Forum Moderators: open
You can play with it on Microsoft's own site. Just add (A(abcdefg-1234567) between any two slashes. You can change it as much as you like to create lots of different URL's. The only rules are that the letter "A" has to be only one letter and it has to be a capital. The 2nd part can be just about anything. There are some characters like # or % that you can't use. You could get real fancy with it and add something like (I(id=1546973)). This could make Google think it is a session id.
[microsoft.com...]
I'm not sure what this is. I'm sure it is a "feature". Does anybody know what it is and how to turn off?
This is all part of my "Sabotage a Competitor" series. What's to stop someone from finding and exploiting a flaw in your technical implementation to wreak havoc on your indexing? Nothing other than knowledge and experience on the technical side.
Hack that URI
Always, always, Hack that URI. With IIS, anytime you install an ISAPI filter, you break all of the default behaviors of the server (I believe this is a correct statement). You now need to accommodate for everything that could occur from your httpd.ini file.
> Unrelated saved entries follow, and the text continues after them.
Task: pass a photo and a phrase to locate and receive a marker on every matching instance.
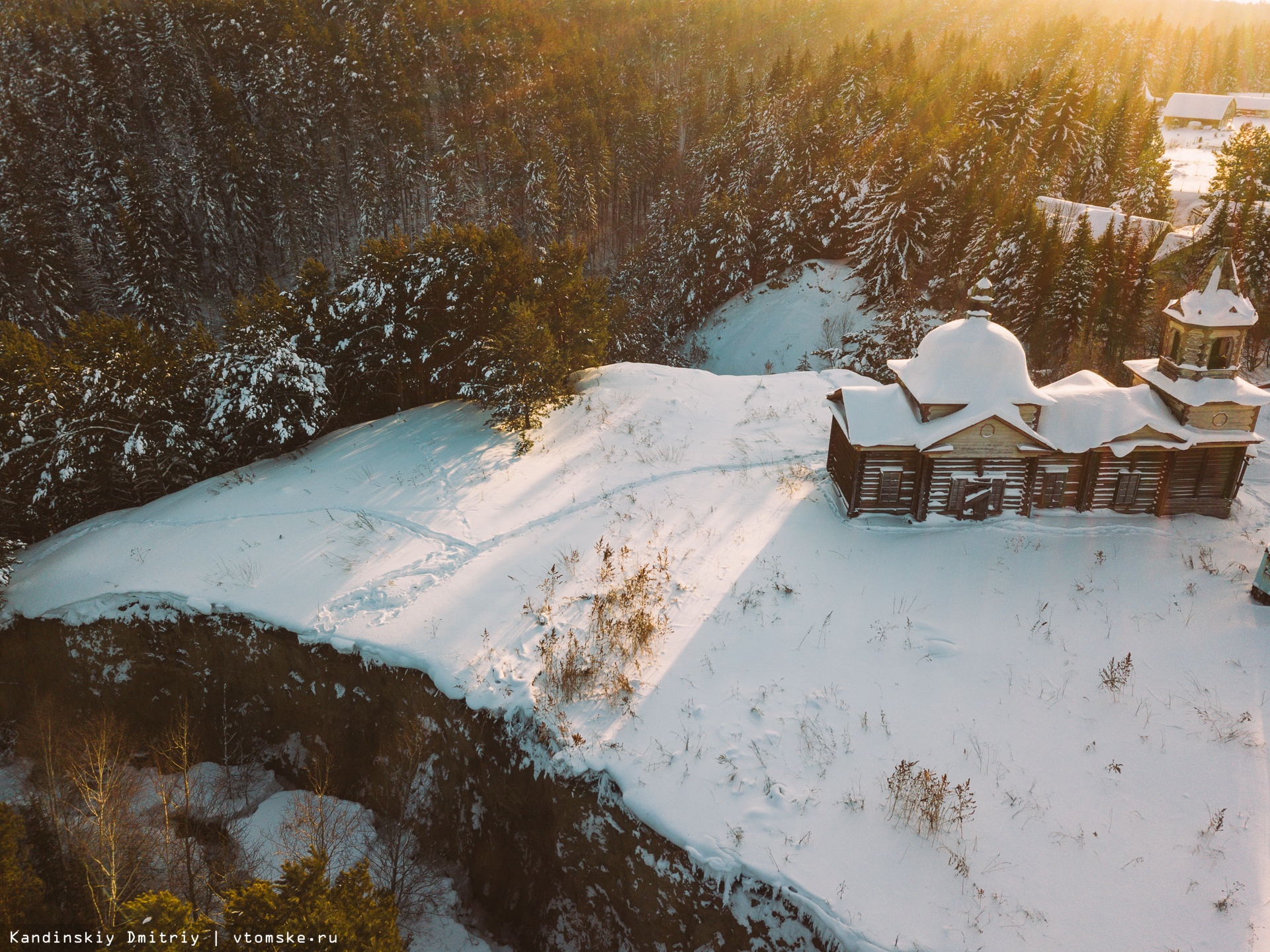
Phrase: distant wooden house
(1253, 105)
(1202, 108)
(964, 433)
(1068, 216)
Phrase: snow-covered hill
(773, 327)
(1193, 154)
(806, 655)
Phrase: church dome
(968, 361)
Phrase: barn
(1203, 108)
(966, 433)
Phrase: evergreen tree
(263, 397)
(1070, 302)
(305, 900)
(165, 917)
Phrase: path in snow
(807, 656)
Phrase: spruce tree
(1068, 303)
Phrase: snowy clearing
(769, 328)
(806, 656)
(1193, 153)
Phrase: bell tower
(1206, 327)
(1198, 370)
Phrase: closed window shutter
(888, 490)
(1056, 484)
(1127, 488)
(997, 496)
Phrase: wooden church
(964, 433)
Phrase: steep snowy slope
(806, 656)
(769, 328)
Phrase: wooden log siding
(842, 462)
(922, 496)
(876, 463)
(1205, 480)
(1144, 468)
(943, 473)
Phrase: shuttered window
(1052, 490)
(997, 495)
(1127, 488)
(888, 487)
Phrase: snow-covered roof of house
(1068, 215)
(1220, 304)
(972, 361)
(882, 415)
(1197, 393)
(1090, 411)
(1198, 106)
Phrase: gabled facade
(966, 433)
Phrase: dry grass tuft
(626, 622)
(927, 804)
(1115, 677)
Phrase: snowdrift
(802, 658)
(773, 325)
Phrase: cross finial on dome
(981, 296)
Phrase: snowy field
(806, 655)
(1193, 153)
(261, 818)
(769, 328)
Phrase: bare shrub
(399, 795)
(1115, 677)
(929, 805)
(105, 829)
(179, 802)
(318, 822)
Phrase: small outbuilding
(1203, 108)
(1253, 105)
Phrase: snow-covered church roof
(1090, 411)
(969, 361)
(1220, 304)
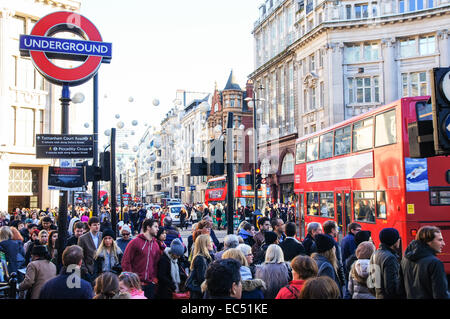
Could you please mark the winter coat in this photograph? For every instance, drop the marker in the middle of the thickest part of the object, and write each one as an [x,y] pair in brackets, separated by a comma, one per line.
[102,264]
[247,237]
[259,241]
[310,245]
[291,248]
[385,264]
[57,287]
[253,289]
[327,269]
[165,282]
[122,243]
[348,247]
[357,280]
[11,248]
[197,275]
[292,290]
[141,257]
[275,276]
[38,273]
[423,273]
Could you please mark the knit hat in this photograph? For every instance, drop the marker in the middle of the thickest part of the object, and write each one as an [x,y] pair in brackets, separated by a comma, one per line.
[324,243]
[125,228]
[39,250]
[363,235]
[389,236]
[365,250]
[176,248]
[109,232]
[270,237]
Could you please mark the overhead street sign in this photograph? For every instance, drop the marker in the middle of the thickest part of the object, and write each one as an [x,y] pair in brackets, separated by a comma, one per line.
[64,146]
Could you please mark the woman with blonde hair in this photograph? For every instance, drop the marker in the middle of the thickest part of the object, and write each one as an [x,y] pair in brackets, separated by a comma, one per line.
[108,256]
[275,272]
[129,282]
[251,288]
[201,258]
[11,248]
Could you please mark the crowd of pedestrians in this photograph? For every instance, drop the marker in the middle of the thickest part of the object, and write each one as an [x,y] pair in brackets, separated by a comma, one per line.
[149,260]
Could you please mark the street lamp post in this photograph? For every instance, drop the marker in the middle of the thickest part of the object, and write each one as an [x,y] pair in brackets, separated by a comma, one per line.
[255,143]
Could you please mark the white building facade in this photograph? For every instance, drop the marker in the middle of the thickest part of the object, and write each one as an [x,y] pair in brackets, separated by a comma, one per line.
[28,106]
[326,61]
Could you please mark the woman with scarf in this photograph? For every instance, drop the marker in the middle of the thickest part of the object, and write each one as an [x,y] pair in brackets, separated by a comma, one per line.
[171,275]
[108,257]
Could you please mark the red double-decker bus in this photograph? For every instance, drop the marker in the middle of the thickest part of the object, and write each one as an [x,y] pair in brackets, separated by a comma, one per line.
[216,191]
[360,170]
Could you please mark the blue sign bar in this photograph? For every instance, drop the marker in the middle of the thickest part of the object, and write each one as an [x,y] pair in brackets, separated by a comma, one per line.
[65,46]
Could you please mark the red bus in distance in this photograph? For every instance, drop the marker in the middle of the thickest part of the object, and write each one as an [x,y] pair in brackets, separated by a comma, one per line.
[360,170]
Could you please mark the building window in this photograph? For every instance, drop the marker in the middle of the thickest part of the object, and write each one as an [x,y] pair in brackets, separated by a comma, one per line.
[427,45]
[414,84]
[322,94]
[361,11]
[287,167]
[408,48]
[312,62]
[363,90]
[348,11]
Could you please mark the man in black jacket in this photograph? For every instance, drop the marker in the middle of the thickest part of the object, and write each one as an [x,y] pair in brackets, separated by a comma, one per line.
[384,268]
[291,246]
[309,243]
[423,273]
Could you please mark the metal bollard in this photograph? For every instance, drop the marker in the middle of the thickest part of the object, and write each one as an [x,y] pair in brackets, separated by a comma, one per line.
[13,286]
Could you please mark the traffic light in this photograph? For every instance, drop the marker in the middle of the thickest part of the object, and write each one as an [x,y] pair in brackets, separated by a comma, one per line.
[105,166]
[258,178]
[440,100]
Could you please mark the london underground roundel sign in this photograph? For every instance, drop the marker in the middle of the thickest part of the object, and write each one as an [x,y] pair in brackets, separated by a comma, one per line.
[42,47]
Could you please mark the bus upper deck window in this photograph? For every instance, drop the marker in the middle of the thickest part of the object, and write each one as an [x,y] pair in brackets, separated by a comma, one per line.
[424,111]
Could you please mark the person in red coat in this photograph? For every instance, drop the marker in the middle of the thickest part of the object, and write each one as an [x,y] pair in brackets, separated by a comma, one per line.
[142,255]
[303,268]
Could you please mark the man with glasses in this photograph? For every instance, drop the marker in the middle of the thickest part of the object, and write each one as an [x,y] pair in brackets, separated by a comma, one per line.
[264,226]
[125,233]
[348,244]
[278,228]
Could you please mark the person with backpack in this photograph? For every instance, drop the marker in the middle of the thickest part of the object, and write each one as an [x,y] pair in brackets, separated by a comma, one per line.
[303,268]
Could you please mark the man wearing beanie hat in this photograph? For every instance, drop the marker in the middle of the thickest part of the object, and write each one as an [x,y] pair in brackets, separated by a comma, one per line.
[39,271]
[325,258]
[270,238]
[361,236]
[124,240]
[170,273]
[385,266]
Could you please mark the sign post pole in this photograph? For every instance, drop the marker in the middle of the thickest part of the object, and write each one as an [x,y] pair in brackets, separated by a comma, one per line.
[62,215]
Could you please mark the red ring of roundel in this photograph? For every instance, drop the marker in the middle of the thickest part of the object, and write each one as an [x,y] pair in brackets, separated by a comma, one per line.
[53,72]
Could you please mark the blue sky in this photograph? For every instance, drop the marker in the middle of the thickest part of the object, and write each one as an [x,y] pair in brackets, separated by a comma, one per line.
[162,46]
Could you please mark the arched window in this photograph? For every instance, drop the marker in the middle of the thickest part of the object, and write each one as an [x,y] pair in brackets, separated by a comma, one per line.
[288,164]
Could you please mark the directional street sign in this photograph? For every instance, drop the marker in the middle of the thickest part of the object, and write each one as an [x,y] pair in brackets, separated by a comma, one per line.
[64,146]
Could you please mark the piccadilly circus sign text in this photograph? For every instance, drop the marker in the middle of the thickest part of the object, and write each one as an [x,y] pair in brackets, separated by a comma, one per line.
[42,47]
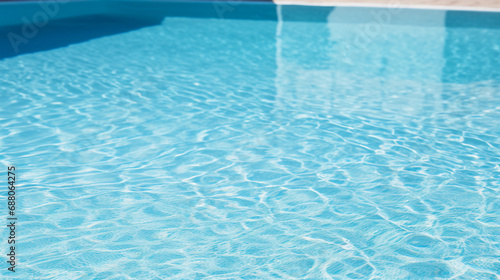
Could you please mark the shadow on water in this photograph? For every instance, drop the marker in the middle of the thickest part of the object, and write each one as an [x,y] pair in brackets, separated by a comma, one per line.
[116,17]
[60,33]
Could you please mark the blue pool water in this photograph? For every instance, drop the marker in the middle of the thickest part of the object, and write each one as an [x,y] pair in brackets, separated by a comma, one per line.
[294,147]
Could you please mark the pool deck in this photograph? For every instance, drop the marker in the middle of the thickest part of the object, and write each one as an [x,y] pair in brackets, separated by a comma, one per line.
[481,5]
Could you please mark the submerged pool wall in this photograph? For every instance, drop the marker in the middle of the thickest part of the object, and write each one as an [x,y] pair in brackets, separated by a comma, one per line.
[28,27]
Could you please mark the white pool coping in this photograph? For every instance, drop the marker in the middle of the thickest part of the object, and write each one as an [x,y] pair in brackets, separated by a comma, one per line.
[439,4]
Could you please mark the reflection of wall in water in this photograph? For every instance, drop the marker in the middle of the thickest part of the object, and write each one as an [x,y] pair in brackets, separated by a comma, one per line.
[359,58]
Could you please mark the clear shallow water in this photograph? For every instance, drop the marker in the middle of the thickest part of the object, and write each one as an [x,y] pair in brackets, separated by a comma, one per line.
[243,149]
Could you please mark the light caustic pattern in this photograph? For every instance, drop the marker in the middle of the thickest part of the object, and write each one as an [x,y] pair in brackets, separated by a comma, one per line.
[217,149]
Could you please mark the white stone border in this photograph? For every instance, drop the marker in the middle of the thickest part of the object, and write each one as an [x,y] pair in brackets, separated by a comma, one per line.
[380,5]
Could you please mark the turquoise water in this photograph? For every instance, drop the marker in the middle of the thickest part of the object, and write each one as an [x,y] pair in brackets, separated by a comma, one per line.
[216,148]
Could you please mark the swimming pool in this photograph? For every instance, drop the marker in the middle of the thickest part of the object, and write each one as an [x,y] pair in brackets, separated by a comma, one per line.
[163,140]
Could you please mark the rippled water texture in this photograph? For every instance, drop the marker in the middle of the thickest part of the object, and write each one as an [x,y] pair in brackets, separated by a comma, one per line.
[257,149]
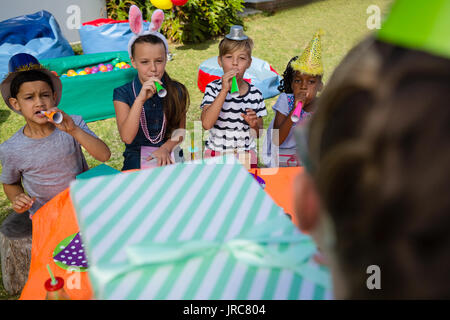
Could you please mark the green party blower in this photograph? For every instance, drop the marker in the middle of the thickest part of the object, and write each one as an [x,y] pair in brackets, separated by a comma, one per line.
[160,89]
[234,87]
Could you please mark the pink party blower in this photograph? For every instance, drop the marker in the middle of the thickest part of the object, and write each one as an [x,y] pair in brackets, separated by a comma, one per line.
[296,114]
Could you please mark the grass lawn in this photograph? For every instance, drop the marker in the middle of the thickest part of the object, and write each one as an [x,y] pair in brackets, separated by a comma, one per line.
[277,38]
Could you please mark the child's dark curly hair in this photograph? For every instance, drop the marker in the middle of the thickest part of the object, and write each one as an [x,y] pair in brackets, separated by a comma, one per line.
[288,75]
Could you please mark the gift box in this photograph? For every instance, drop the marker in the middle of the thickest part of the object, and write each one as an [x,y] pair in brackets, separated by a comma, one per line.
[199,230]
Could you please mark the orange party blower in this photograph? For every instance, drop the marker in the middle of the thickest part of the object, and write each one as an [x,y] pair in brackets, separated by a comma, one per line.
[55,116]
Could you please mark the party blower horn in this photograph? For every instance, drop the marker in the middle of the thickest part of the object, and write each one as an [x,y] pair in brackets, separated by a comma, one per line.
[234,87]
[160,89]
[56,116]
[296,114]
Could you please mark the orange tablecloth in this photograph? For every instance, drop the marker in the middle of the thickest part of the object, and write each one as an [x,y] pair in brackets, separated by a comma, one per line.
[57,220]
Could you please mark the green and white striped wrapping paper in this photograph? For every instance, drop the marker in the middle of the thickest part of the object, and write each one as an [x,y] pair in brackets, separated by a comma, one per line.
[181,203]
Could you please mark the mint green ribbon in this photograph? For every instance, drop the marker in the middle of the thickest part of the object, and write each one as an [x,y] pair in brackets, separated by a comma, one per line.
[258,247]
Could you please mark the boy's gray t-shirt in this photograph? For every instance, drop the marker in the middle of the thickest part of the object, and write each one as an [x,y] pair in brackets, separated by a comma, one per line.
[46,166]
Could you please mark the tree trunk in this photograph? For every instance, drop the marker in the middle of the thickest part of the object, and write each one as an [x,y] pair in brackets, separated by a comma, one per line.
[15,251]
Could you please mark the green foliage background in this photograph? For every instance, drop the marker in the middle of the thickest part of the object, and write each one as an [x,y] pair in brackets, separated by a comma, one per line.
[195,22]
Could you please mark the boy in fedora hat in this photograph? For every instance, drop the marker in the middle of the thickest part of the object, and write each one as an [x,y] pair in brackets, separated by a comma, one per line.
[43,157]
[233,120]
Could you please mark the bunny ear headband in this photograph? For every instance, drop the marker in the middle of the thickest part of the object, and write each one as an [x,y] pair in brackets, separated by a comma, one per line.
[137,26]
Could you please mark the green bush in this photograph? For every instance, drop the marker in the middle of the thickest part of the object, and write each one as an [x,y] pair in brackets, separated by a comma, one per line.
[196,21]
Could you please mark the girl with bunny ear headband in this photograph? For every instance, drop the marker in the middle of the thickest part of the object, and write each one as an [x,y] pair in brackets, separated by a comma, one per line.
[145,119]
[137,27]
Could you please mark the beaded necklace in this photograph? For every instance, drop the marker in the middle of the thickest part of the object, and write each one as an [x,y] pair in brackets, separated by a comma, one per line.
[143,122]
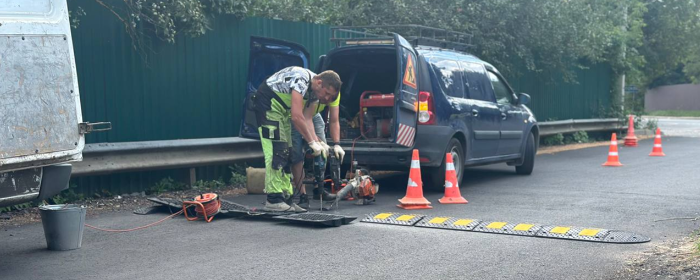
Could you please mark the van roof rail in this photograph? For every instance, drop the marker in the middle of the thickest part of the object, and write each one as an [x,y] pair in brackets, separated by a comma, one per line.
[418,35]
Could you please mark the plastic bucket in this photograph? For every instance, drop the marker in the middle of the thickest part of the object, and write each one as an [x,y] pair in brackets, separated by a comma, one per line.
[63,226]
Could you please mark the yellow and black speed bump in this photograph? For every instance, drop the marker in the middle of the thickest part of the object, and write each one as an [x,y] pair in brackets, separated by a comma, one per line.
[448,223]
[508,228]
[578,233]
[393,219]
[522,229]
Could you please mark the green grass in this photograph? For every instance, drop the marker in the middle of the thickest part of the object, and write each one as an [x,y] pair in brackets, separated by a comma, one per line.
[675,113]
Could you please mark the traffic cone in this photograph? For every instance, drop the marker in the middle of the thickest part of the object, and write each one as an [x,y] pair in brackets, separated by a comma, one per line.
[414,191]
[631,139]
[613,156]
[452,195]
[657,151]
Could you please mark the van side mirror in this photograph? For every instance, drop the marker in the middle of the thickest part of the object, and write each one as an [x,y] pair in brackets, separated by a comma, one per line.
[523,98]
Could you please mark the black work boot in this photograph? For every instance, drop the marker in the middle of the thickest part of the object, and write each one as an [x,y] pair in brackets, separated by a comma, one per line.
[303,201]
[326,195]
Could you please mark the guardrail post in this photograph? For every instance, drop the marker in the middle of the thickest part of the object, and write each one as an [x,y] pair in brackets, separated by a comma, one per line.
[193,176]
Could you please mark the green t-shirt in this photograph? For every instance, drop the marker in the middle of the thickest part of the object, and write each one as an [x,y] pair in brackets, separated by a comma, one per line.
[335,103]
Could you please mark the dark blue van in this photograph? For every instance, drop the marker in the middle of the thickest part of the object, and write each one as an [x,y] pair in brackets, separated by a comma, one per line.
[397,97]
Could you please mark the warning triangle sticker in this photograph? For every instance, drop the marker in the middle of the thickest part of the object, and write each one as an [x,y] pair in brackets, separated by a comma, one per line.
[409,77]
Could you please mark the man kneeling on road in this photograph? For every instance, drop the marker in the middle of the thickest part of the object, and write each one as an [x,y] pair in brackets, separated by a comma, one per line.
[279,104]
[320,162]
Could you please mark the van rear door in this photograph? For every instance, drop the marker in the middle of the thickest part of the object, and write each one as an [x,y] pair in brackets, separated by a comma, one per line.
[40,111]
[406,94]
[267,56]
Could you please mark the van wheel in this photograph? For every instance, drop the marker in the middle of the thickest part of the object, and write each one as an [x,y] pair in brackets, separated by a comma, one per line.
[529,160]
[436,175]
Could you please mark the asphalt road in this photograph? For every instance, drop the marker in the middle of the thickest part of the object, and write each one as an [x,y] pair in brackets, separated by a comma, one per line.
[568,189]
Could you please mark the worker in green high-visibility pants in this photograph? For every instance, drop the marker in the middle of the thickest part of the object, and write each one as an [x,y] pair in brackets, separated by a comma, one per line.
[283,100]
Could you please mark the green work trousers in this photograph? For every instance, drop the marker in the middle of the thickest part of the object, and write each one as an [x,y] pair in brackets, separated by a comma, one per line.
[276,137]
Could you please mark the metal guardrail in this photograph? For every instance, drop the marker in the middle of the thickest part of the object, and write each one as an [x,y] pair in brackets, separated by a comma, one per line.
[588,125]
[107,158]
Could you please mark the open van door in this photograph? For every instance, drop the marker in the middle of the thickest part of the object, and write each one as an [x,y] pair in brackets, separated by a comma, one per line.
[267,56]
[40,114]
[406,96]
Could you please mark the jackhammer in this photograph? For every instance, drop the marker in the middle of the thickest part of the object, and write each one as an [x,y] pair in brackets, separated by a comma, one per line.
[361,187]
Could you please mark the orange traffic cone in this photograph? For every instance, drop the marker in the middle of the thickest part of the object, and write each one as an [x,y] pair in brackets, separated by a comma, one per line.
[657,151]
[613,156]
[452,195]
[414,192]
[631,139]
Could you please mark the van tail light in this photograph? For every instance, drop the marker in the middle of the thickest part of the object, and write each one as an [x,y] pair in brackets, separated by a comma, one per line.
[426,109]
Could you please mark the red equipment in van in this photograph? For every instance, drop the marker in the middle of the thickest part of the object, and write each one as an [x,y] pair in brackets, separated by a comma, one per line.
[377,114]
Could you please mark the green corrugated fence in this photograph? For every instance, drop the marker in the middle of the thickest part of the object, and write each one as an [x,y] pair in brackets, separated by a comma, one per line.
[194,88]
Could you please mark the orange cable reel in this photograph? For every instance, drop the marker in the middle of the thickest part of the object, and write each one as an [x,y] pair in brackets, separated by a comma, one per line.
[206,206]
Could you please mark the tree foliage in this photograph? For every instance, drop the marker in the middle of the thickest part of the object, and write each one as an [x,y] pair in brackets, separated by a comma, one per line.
[645,39]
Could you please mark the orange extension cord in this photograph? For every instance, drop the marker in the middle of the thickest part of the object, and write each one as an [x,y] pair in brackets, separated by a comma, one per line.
[206,206]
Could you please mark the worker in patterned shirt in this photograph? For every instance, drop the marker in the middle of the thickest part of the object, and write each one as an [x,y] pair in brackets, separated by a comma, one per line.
[319,161]
[289,97]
That means taking every URI and hacking it until you are certain that you've got all the proper server headers, content, etc. being served based on the request.
http://www.example.com/sub/sub/product/
http://www.example.com/sub/sub/product
http://www.example.com/sub/sub/produc
http://www.example.com/sub/sub/produ
http://www.example.com/sub/sub/prod
http://www.example.com/sub/sub/pro
http://www.example.com/sub/sub/pr
http://www.example.com/sub/sub/p
Etc.
What happens at each level of the URI? What server responses and content are being returned to the visitor? Can I interject something into the URI and have it resolve (return a 200 status). All sorts of security issues to deal with. And yes, I classify these as security issues.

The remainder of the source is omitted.